A souffrance égale tout au long de leur vie, Marguerite Yourcenar aurait-elle eu moins de compassion à l'égard des hommes que pour les animaux. Sans doute rend-elle les premiers responsables des dommages irréversibles que subit la nature pour les envelopper de cet humanisme froid qui se fige dans ses lignes. En ce début de vingtième siècle qui connaîtra l'explosion d'un tourisme de masse, aussi dévastateur pour les paysages du monde que l'est l'industrialisation, elle se confirme dans ses ouvrages comme un précurseur de l'écologie. Les passages évoquant le parcours des bovins vers l'abattoir ou encore l'origine de l'ivoire dans lequel est ciselé un crucifix sont éloquents.

Cette froideur lui fait parler d'elle à la troisième personne, en spectatrice de son enfance. "L'être que j'appelle moi vient au monde un lundi 8 juin 1903 …" Elle lui fait affirmer ne pas regretter de n'avoir pas connu sa mère. Tout au long de cet ouvrage, elle ne l'appellera jamais que par son prénom : Fernande.

On ne choisit pas sa famille comme on peut le faire des héros de ses romans. Elle déclare plus volontiers son amour, certes chaste et fraternel, à ces derniers. Quand on est écrivain de grand talent, à l'érudition culminante, on peut les modeler à son goût, les mener selon ses lubies, leur faire dire et les faire agir à dessein pour développer les thèses de sa conviction. Alors, ceux qui vous servent si bien, au premier rang desquels Zénon, peuvent se voir gratifié de préférence. Au détriment de parents de tous degrés à qui on peut reprocher d'avoir été affublés de trop de défauts, d'avoir été trop humains en somme.

Souvenir pieux est un regard rétrospectif sur cette famille nombreuse dont Marguerite Yourcenar est issue. Elle offre à tous ces êtres, qu'elle a peu ou pas connus, une nouvelle sépulture en les couchant dans ses pages. Son humanisme froid a malgré tout le souci de l'équité. Autant que tous ceux que l'histoire a conservé dans sa mémoire, en particulier depuis que l'écriture nous en rapportent leur propos, que Marguerite Yourcenar connaît mieux que quiconque, les êtres simples ont le droit de sortir de l'indifférence dans laquelle la mort les a plongés. Souvenirs pieux veut réparer cette injustice faite à ceux qui n'auront pas éclairé l'histoire, fût-elle "la très petite histoire", de leur nom. Les gens simples ont aussi leur complexité, même si elle ne s'est pas exprimée par un talent reconnu. Elle donnera cependant, sans doute par confraternité, la prime à ceux de ses antécédents qui auront noirci quelques pages de leurs traits de pensées, tel l'oncle Octave. Mais, en boulimique d'archives perfectionniste qu'elle est, elle l'apprécie toutefois plus comme témoin du passé que comme philosophe.

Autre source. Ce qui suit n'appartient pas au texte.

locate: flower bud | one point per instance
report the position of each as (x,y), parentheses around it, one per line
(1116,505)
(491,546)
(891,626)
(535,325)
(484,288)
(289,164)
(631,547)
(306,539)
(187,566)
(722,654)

Marguerite Yourcenar ou la maîtrise du savoir dire. Savoir dire les choses sans faux fuyant, sans faux semblant, et surtout sans jugement. Sauf peut-être la réprobation implicite qui n'échappe pas au lecteur à l'égard de ceux qui déciment la gente animale sans nécessité de survie. Ce savoir dire, délivré du louvoiement qu'impose le plus souvent la faiblesse, a toutefois la contrepartie de la froideur quelque peu professorale de l'objectivité.

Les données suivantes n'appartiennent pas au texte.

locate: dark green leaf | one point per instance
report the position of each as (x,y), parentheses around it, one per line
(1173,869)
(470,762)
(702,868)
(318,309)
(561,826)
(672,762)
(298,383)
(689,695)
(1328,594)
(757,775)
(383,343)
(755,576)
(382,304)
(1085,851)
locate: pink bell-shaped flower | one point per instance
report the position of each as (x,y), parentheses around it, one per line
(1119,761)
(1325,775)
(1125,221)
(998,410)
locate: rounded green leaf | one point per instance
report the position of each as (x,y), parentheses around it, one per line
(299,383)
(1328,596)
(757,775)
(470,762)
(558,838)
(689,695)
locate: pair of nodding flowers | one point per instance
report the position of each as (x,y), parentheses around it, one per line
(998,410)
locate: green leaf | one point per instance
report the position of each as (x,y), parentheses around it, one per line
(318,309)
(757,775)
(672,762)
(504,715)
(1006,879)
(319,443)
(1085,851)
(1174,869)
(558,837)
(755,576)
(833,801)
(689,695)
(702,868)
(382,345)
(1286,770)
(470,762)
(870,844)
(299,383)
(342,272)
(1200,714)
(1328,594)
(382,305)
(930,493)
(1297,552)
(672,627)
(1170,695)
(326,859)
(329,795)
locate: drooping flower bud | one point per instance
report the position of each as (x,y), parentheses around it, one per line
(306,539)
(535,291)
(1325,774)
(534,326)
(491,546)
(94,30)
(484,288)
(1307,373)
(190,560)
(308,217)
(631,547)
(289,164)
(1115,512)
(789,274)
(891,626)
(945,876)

A consommer sans modération pour la qualité de cette langue qui colporte dans ses phrases une érudition à vous rendre honteux. A consommer aussi pour rejoindre les rangs de ceux qui déplorent que la prospérité de l'homme aille de pair avec la ruine de son environnement.

Page 60 édition Folio, Marguerite Yourcenar explique ce qu'est un souvenir pieux. Celui rédigé à l'adresse de sa mère défunte portait cette phrase : "il ne faut pas pleurer parce que cela n'est plus, il faut sourire parce que cela a été.
Elle a toujours essayé de faire de son mieux."

Souvenir pieux est le premier tome de Labyrinthe du monde qui en comporte trois. J'ai décidé de persister dans ma confrontation avec l'académie.